Regulating gangs


John Farrell
Published July 2, 2007 CHICAGO TRIBUNE

Batavia -- Gang violence is out of control in Chicago and the police don't seem to be able to keep up with it. Obviously traditional law enforcement isn't working, so we need to adopt more creative methods in order to protect the public.

One way to control and defeat these thugs is to call in our most fearsome weapon: the Chicago City Council bureaucrats to establish a Department of City Gangs that would enact regulations that would reduce the carnage out on the street and increase city revenue in the process. The first thing this department would do is to require gangs to pay taxes to the city and purchase "franchise" territories. City inspectors would vigorously enforce codes and issue numerous citations if laws are broken. Code violations would require court appearances and fines.

 

Step 2 would involve the gang members themselves. Each would be required to undergo a series of tests before they could earn and pay for a license to belong to the gang. Mandatory vision screening and target practice would be at the top of this list (Does anyone other than innocent victims ever get shot?).

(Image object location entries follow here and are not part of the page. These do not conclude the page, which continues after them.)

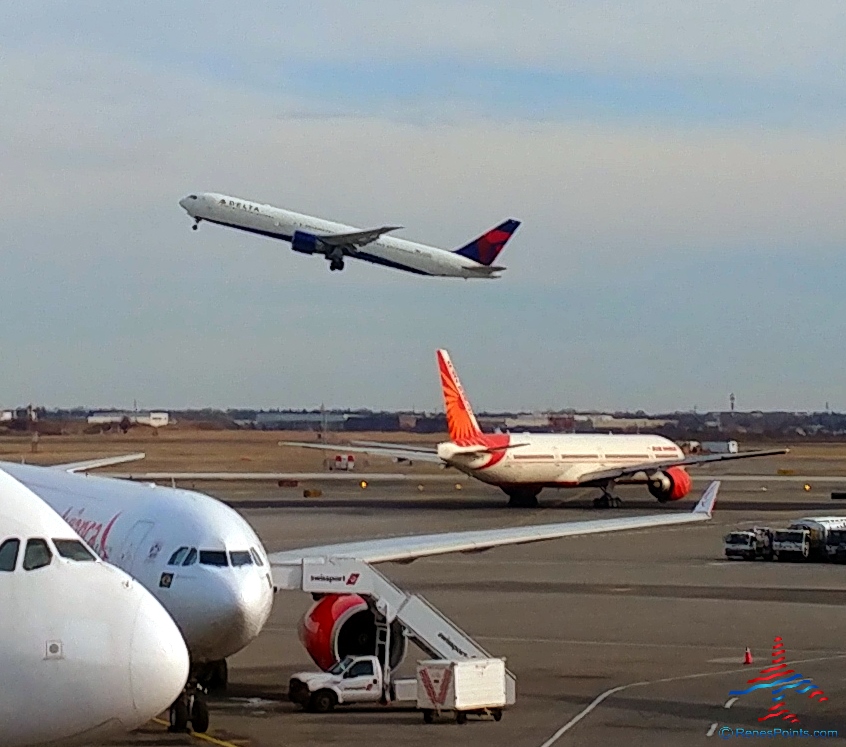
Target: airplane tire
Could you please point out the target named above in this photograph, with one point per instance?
(200, 715)
(178, 716)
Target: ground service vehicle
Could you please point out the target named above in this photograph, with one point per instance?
(819, 529)
(476, 686)
(472, 686)
(835, 546)
(791, 544)
(749, 544)
(354, 679)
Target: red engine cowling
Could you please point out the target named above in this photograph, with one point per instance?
(340, 625)
(670, 485)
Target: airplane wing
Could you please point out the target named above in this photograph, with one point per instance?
(693, 460)
(396, 451)
(358, 238)
(407, 549)
(95, 463)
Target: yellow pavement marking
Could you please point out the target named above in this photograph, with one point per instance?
(204, 737)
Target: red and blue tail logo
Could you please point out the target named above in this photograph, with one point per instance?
(487, 247)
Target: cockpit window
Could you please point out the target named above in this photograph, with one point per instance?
(240, 557)
(73, 550)
(9, 554)
(36, 555)
(178, 556)
(213, 557)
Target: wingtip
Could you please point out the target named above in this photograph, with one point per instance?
(708, 499)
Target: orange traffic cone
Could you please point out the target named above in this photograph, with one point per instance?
(747, 656)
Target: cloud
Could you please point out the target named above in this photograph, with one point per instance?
(662, 259)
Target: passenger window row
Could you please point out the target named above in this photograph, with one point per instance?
(38, 553)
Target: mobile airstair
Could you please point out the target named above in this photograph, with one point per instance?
(423, 624)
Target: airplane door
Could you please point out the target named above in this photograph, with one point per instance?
(133, 541)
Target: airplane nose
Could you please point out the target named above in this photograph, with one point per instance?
(158, 663)
(241, 604)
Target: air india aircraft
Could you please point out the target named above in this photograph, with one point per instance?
(524, 464)
(86, 652)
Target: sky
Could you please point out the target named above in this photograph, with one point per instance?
(679, 170)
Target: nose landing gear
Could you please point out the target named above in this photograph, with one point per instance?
(190, 708)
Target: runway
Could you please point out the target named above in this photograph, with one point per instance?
(633, 638)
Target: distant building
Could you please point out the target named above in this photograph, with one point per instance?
(153, 419)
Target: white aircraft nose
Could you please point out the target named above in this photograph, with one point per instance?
(239, 605)
(158, 663)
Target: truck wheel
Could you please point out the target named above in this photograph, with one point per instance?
(322, 701)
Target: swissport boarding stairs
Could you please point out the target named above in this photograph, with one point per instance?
(427, 627)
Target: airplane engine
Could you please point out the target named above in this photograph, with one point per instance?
(340, 625)
(306, 243)
(670, 485)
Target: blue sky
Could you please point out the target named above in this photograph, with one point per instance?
(679, 173)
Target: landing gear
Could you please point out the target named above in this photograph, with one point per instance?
(214, 676)
(336, 258)
(190, 708)
(522, 497)
(607, 499)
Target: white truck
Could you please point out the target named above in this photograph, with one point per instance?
(475, 686)
(749, 544)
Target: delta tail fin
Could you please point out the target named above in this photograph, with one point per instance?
(487, 247)
(463, 427)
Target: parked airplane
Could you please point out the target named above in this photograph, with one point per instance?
(197, 556)
(86, 653)
(209, 569)
(523, 464)
(336, 241)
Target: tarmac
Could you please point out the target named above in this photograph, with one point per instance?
(633, 638)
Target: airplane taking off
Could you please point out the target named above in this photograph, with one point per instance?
(335, 241)
(523, 464)
(210, 571)
(86, 653)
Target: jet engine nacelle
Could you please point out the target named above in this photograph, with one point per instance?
(671, 484)
(340, 625)
(307, 243)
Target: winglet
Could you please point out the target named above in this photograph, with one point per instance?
(88, 464)
(709, 497)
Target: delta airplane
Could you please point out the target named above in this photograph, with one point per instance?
(523, 464)
(208, 568)
(86, 653)
(335, 241)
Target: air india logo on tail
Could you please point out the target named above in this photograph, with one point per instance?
(463, 428)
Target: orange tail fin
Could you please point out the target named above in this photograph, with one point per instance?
(463, 428)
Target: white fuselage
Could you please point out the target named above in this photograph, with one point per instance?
(277, 223)
(558, 460)
(86, 653)
(219, 606)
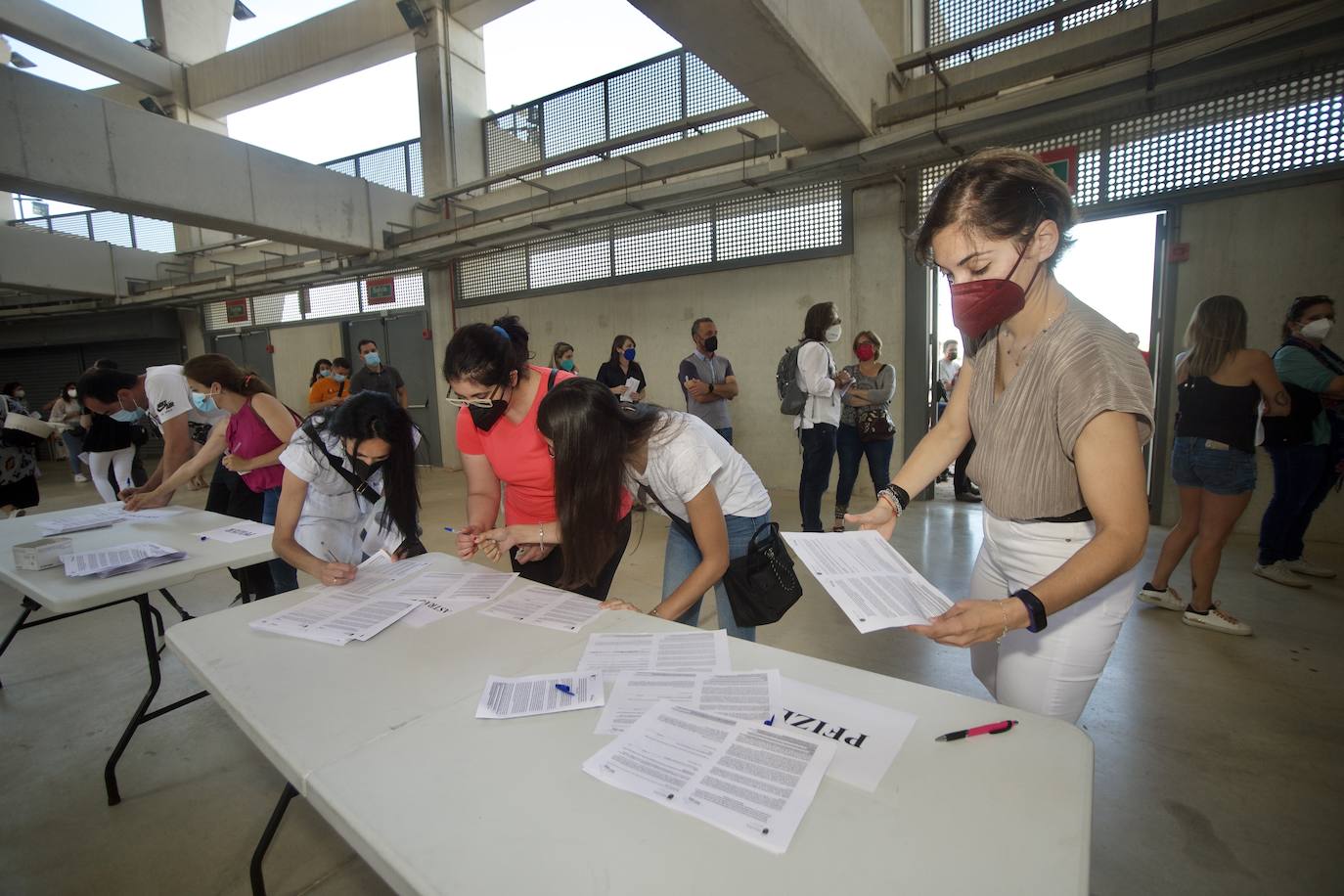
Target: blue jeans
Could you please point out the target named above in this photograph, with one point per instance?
(819, 450)
(74, 448)
(850, 448)
(1303, 477)
(284, 575)
(683, 555)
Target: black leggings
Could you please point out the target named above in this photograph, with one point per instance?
(550, 569)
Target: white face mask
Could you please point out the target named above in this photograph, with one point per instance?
(1318, 330)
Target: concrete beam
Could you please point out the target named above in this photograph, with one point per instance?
(70, 146)
(72, 39)
(326, 47)
(38, 262)
(815, 67)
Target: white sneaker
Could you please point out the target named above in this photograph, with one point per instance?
(1168, 600)
(1301, 567)
(1215, 621)
(1281, 572)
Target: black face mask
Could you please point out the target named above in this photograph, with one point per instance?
(487, 417)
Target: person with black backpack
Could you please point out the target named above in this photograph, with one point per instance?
(1308, 446)
(815, 396)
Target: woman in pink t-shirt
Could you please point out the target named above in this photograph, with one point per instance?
(498, 394)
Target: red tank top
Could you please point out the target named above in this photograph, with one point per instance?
(247, 435)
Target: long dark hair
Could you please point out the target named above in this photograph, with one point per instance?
(593, 437)
(1298, 308)
(818, 321)
(374, 416)
(317, 367)
(208, 370)
(487, 353)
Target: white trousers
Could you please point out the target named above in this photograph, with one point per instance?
(1053, 672)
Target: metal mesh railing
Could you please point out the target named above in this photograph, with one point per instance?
(770, 226)
(653, 93)
(952, 21)
(1293, 124)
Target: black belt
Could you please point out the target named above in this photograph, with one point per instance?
(1081, 515)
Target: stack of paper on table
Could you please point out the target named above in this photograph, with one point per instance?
(126, 558)
(539, 694)
(539, 605)
(442, 594)
(337, 617)
(750, 781)
(674, 651)
(749, 696)
(869, 579)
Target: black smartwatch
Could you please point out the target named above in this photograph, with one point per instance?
(1035, 608)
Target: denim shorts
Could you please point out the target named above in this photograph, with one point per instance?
(1222, 470)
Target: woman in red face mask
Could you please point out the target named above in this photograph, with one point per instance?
(1059, 406)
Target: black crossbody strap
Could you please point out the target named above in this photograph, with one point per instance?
(360, 486)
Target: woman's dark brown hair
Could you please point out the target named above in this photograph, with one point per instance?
(1298, 308)
(819, 320)
(593, 437)
(208, 370)
(1002, 194)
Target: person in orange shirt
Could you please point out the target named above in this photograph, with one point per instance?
(330, 391)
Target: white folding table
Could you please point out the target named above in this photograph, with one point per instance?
(67, 597)
(381, 738)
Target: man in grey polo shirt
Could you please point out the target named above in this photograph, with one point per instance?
(707, 381)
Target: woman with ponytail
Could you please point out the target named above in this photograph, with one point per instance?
(498, 395)
(259, 427)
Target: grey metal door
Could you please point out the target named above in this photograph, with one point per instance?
(403, 344)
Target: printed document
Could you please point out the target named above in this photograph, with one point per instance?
(126, 558)
(750, 696)
(867, 737)
(539, 694)
(750, 781)
(442, 594)
(669, 651)
(539, 605)
(869, 579)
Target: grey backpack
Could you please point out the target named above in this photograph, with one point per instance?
(791, 398)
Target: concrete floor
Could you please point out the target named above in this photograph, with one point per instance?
(1217, 756)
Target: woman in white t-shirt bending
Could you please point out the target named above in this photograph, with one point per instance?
(603, 450)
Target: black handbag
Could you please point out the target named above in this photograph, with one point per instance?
(761, 583)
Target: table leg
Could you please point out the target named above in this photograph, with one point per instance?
(269, 834)
(28, 606)
(141, 715)
(175, 605)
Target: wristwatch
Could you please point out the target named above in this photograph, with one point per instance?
(897, 497)
(1035, 608)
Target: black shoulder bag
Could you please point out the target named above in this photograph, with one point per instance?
(761, 583)
(412, 547)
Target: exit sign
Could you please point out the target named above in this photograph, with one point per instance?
(381, 291)
(1063, 161)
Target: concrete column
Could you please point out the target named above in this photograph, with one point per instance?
(450, 78)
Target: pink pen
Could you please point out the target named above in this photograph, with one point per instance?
(994, 729)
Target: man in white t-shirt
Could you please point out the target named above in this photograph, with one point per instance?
(158, 394)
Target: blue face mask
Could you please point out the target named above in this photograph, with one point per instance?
(204, 403)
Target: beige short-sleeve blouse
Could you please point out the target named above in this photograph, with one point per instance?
(1078, 368)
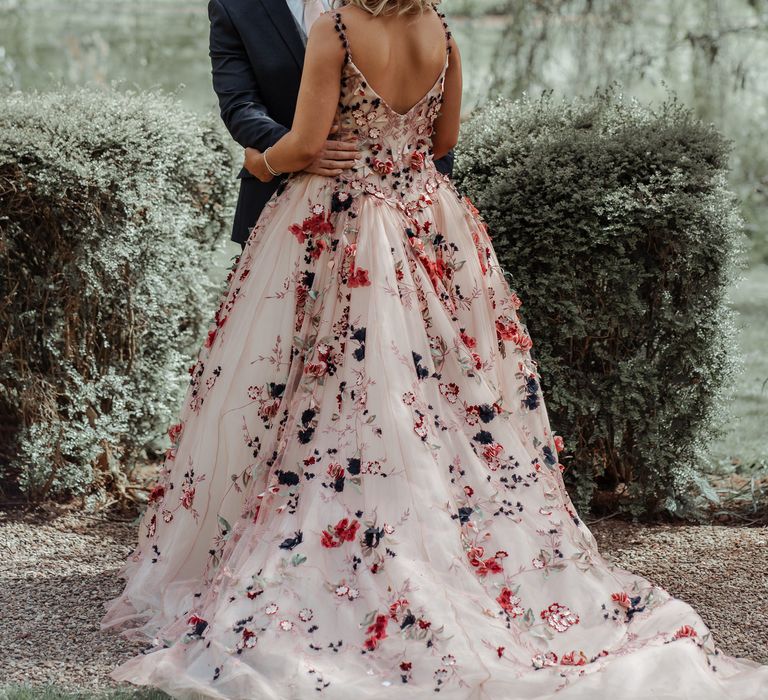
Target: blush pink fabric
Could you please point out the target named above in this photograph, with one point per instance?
(364, 499)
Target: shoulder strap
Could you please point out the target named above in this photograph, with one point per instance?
(339, 26)
(445, 27)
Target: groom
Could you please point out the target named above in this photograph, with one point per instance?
(257, 53)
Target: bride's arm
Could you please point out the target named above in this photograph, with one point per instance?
(446, 127)
(315, 107)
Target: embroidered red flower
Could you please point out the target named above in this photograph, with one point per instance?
(559, 617)
(509, 603)
(621, 599)
(175, 431)
(469, 341)
(377, 632)
(359, 278)
(685, 631)
(327, 540)
(574, 658)
(345, 530)
(383, 167)
(397, 607)
(156, 494)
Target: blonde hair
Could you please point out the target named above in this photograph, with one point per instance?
(390, 7)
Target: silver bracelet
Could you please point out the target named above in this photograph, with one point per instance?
(272, 172)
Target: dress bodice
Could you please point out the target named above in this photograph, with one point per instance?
(396, 148)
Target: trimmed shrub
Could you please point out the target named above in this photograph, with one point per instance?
(110, 207)
(616, 226)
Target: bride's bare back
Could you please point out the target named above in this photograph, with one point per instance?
(401, 59)
(400, 55)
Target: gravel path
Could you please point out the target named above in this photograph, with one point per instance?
(56, 572)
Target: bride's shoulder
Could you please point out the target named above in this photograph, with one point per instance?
(324, 33)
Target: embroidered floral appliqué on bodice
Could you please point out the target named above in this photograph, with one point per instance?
(396, 161)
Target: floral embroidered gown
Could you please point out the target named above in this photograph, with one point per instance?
(363, 497)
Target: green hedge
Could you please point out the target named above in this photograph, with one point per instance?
(111, 205)
(615, 224)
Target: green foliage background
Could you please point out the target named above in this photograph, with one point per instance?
(618, 229)
(111, 205)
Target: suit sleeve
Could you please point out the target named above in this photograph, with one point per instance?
(240, 101)
(445, 164)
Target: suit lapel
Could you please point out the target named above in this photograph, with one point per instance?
(280, 15)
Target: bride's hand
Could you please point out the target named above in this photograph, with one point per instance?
(254, 164)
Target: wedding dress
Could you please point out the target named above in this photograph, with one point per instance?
(363, 497)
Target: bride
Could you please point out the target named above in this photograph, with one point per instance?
(363, 497)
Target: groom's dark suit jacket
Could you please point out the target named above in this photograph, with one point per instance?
(257, 53)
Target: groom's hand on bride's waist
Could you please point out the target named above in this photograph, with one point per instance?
(336, 156)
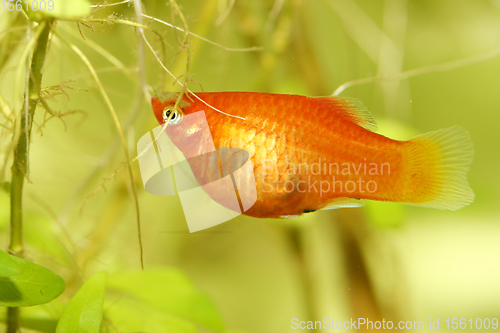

Gangs would still be allowed to have their special "colors" (for a fee, of course). Each member would then be forced to wear this special shirt that would consist of black-and-white target rings on both front and back. A photographic yearbook of gang members would be issued monthly, so that true gang membership and identity could be verified and established. Their parents would also be encouraged to display signs that declare "Proud Parent of a Gang Member" on both their lawns and car bumpers.

The City Council needs to pass a law that would bring back dueling and make it legal. Since the gangs seem bent on killing each other, why not let them do it? The city would provide safe battlefields (like paint-ball courses) for them to pursue each other until the death. This would require a permit and entrance fee to underwrite the cost of the arenas.

The end result of all this creative legislation would be to make the streets safer for all the future and potential innocent victims of street gangs, not to mention reduce jail occupancy and, most important in the City of Chicago, increase revenue.